La CIG représente plus qu’une affaire juridique. Nombreux sont ceux qui critiquent son mandat, estimant que le nouveau traité, dans ses grandes lignes, se rapproche trop du traité européen rejeté par les Français et les néerlandais en juin 2005.

  • La polémique sur le référendum

De ce fait, certains pays estiment donc que le futur texte devra être soumis à  referendum. C’est notamment le cas des conservateurs britanniques qui jugent que les changements induits par le nouveau traité seront trop importants pour passer outre la consultation du peuple. A l’occasion de sa rencontre avec son homologue portugais, le lundi 9 juillet, le premier ministre britannique, Gordon Brown, a cependant déclaré que la tenue d’un referendum ne serait pas nécessaire, puisqu’il ferait « en sorte que les « lignes rouges » de la Grande-Bretagne soient reprises en détail dans ce traité ».

Actuellement, seule l’Irlande est tenue par sa Constitution d’organiser une consultation populaire. Les autres pays membres choisiront ultérieurement, en fonction du texte final. En France, les socialistes, les communistes, le mouvement pour la France et l’extrême droite plaide pour qu’un référendum soit organisé.

  • Le problème polonais

Le gouvernement polonais continue, quant à lui, de souffler le chaud et le froid sur l’avenir du traité. Le pays a annoncé le 23 juillet qu’il pourrait demander, comme le Royaume-Uni, une dérogation sur l’application de la Charte des droits fondamentaux afin de lui ôter toute portée juridique. Le député européen britannique, Andrew Duff, (ALDE), l’un des trois eurodéputés élus pour participer à la CIG, a d’ailleurs déclaré que la requête polonaise avait été « le principal problème apparu lors de la séance d’ouverture de la CIG. Si l’infection s’étend, c’est la fin de la Charte ».

Le ministre luxembourgeois des Affaires européennes, Nicolas Schmit, a qualifié cette demande de « regrettable », tout en concédant qu’il serait compliqué « de refuser à la Pologne ce que l’on a accepté pour le Royaume-Uni ».
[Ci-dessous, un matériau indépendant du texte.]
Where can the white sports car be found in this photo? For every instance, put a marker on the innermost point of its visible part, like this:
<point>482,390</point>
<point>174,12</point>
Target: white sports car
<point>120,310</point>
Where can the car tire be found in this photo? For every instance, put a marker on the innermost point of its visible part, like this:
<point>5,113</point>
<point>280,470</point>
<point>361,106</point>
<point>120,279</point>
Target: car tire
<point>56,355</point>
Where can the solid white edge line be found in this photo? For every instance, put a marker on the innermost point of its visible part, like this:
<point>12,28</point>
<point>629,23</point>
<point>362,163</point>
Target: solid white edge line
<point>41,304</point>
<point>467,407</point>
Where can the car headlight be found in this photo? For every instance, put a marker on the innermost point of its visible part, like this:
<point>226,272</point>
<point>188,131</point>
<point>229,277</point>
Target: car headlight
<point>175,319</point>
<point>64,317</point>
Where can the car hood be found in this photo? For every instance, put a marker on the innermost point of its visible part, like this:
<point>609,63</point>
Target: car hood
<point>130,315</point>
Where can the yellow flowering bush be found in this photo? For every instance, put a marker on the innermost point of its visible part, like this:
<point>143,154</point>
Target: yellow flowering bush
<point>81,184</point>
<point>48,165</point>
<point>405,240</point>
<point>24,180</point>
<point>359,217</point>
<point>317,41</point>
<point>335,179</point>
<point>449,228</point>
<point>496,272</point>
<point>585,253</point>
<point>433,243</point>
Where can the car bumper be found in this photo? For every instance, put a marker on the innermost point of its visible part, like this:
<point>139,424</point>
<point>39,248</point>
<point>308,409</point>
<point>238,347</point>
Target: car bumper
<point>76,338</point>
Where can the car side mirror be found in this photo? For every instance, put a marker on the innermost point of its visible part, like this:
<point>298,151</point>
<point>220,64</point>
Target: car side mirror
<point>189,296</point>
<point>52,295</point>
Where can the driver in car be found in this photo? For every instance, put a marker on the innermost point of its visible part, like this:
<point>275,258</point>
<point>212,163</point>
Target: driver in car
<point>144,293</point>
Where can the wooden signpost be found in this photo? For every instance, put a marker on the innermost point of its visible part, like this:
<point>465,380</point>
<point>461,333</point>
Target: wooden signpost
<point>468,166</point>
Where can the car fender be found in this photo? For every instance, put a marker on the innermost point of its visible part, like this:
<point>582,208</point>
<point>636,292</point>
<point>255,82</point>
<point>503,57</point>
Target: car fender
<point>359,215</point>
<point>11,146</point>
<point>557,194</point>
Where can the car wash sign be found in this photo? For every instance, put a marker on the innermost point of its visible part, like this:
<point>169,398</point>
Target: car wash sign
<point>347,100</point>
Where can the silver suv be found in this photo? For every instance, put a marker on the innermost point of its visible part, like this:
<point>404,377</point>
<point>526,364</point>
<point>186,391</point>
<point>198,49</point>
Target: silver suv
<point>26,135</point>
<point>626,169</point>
Cette Charte apparaît pourtant comme une des avancées clé du nouveau traité, et nombreux sont ceux qui regrettent déjà l’« opt-out » britannique dans ce domaine.

Le Parlement européen, qui a donné  son feu vert au mandat de la CIG sur la réforme des traités lors de la plénière du 18 juillet dernier, a émis quelques réserves sur les conclusions du Sommet de juin, notamment au sujet de cette Charte.

Par ailleurs, le gouvernement polonais, qui traverse actuellement une crise après le limogeage du ministre populiste de l’Agriculture, Andrzej Lepper, n’a pas clairement exprimé sa position sur la question de la majorité qualifiée. La Pologne a obtenu que le nouveau mode de prise de décision ne soit appliqué qu’en 2017, mais elle pourrait demander un délai supplémentaire de deux ans au lieu du « délai raisonnable » de trois mois maximum voulu par la quasi-totalité des États membres.

Le texte est désormais entre les mains des experts juridiques. Ils seront chargés de rédiger le texte, conformément au mandat qui leur a été donné par les 27 lors du sommet de Bruxelles. Des discussions plus approfondies reprendront de façon quotidienne dès la fin du mois d’août.